Workshop

The logic of hypothesis testing and confidence intervals

Introduction

A little monster flying a biplane wearing aviator glasses, pulling a banner that says 'Fully expecting to hate this class.' Below, a teacher wearing a cheerleading outfit labeled 'STATS' with a bullhorn labeled 'CODE' cheering desperately with pom-poms, trying to help students believe stats is actually going to be awesomely life-changing.

Artwork by Horst (2023): “love this class”

Session overview

In this session you will remind yourself how to import files, and calculate confidence intervals on large and small samples.

Philosophy

Workshops are not a test. It is expected that you often don’t know how to start, make a lot of mistakes and need help. It is expected that you are familiar with independent study content before the workshop. However, you need not remember or understand every detail as the workshop should build and consolidate your understanding. Tips

  • don’t worry about making mistakes
  • don’t let what you can not do interfere with what you can do
  • discussing code with your neighbours will help
  • look things up in the independent study material
  • look things up in your own code from earlier
  • there are no stupid questions
Key

These four symbols are used at the beginning of each instruction so you know where to carry out the instruction.

Something you need to do on your computer. It may be opening programs or documents or locating a file.

Something you should do in RStudio. It will often be typing a command or using the menus but might also be creating folders, locating or moving files.

Something you should do in your browser on the internet. It may be searching for information, going to the VLE or downloading a file.

A question for you to think about and answer. Record your answers in your script for future reference.

Getting started

Start RStudio from the Start menu.

Go the Files tab in the lower right pane and click on the ... on the right. This will open a “Go to folder” window. Navigate to a place on your computer where you keep your work. Click Open.

Also on the Files tab click on New Folder. Type “data-analysis-in-r-2” in to the box. This will be the folder that we work in throughout the Data Analysis in R part BABS2.

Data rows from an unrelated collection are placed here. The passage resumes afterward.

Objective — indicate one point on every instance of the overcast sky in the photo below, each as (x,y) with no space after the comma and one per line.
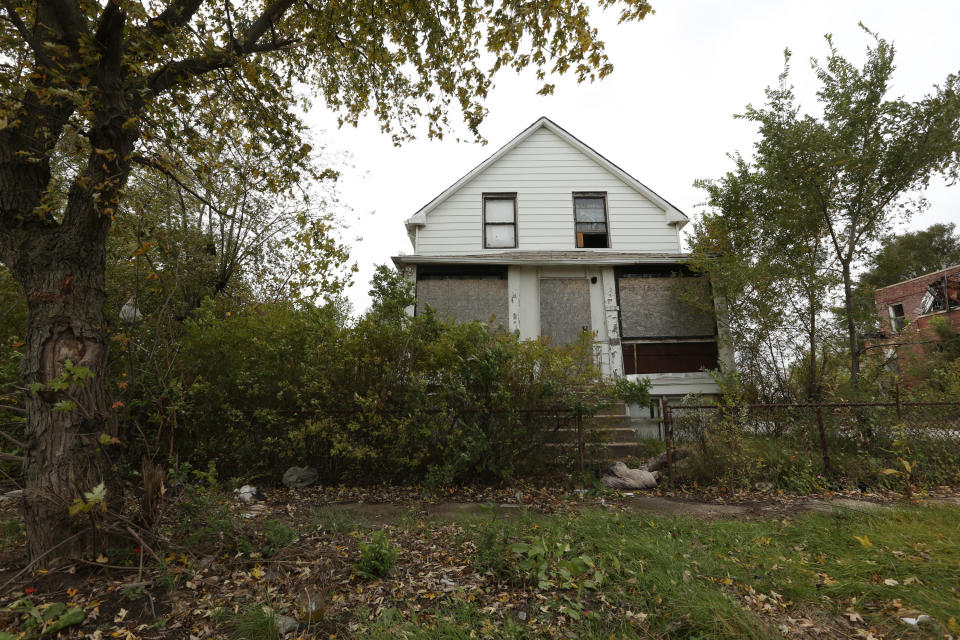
(666,113)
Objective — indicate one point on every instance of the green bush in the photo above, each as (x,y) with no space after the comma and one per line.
(389,398)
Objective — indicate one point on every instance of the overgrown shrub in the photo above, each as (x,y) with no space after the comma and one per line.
(386,398)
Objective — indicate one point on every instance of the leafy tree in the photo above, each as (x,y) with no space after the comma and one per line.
(902,257)
(855,167)
(88,89)
(773,272)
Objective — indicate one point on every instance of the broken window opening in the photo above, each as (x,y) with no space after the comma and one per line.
(897,318)
(499,221)
(590,219)
(942,294)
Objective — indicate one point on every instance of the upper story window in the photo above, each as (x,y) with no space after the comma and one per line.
(590,217)
(897,318)
(499,220)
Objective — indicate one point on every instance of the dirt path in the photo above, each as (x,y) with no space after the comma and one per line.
(387,513)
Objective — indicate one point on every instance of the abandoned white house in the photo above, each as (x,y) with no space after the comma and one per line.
(549,238)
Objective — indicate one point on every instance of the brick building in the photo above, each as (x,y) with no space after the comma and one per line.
(906,310)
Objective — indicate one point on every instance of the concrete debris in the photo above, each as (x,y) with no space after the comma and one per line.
(626,478)
(286,624)
(248,493)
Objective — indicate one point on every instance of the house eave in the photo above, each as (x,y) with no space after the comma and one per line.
(552,258)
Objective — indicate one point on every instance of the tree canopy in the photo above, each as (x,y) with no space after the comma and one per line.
(89,90)
(841,178)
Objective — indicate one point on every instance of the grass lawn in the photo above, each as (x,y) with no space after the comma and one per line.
(626,575)
(576,573)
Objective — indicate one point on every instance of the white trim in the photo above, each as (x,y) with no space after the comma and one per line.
(673,215)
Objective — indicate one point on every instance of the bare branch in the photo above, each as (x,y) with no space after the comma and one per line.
(165,77)
(34,44)
(146,162)
(177,14)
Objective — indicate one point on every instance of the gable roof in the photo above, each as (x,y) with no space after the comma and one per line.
(674,215)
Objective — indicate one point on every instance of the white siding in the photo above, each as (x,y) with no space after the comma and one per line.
(544,171)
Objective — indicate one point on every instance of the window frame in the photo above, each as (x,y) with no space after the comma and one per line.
(500,195)
(895,319)
(606,215)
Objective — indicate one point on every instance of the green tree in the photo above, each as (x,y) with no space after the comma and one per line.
(102,86)
(861,165)
(774,273)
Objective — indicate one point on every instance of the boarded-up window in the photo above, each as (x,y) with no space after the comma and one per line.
(464,293)
(660,307)
(564,308)
(669,357)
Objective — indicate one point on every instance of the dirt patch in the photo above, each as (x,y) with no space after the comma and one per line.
(667,506)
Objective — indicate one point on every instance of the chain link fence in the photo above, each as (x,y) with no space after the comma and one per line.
(866,427)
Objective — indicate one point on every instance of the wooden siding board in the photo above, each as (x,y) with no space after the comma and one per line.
(544,171)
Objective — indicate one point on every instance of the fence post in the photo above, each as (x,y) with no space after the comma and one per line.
(823,441)
(668,437)
(896,391)
(580,443)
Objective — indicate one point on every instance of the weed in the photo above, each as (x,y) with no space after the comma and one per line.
(491,555)
(276,536)
(335,521)
(253,622)
(377,557)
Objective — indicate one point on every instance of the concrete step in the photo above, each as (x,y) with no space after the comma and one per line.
(607,422)
(606,451)
(613,434)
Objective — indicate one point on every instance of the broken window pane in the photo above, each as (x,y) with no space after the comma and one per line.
(499,221)
(499,210)
(897,319)
(590,215)
(501,236)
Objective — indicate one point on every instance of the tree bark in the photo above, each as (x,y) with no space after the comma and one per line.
(63,276)
(851,327)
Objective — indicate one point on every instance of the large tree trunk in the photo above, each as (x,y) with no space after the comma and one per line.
(63,276)
(851,327)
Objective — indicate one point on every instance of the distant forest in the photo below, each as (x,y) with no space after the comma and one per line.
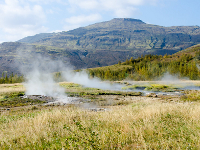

Make an RStudio project for this workshop by clicking on the drop-down menu on top right where it says Project: (None) and choosing New Project, then New Directory, then New Project. Name the RStudio Project ‘week-1’.

Make a new script then save it with a name like analysis.R to carry out the rest of the work.

Add a comment to the script: # confidence intervals and load the tidyverse (Wickham et al. 2019) package

Make a new folder called data-raw.

Exercises

Remind yourself how to import files!

Importing data from files was covered in BABS 1 (Rand 2023) if you need to remind yourself.

Check your settings

Changing some defaults to make life easier

Some useful settings

Confidence intervals (large samples)

The data in beewing.txt are left wing widths of 100 honey bees (mm). The confidence interval for large samples is given by:

\(\bar{x} \pm 1.96 \times s.e.\)

Where 1.96 is the quantile for 95% confidence.

Save beewing.txt to your data-raw folder.

Read in the data and check the structure of the resulting dataframe.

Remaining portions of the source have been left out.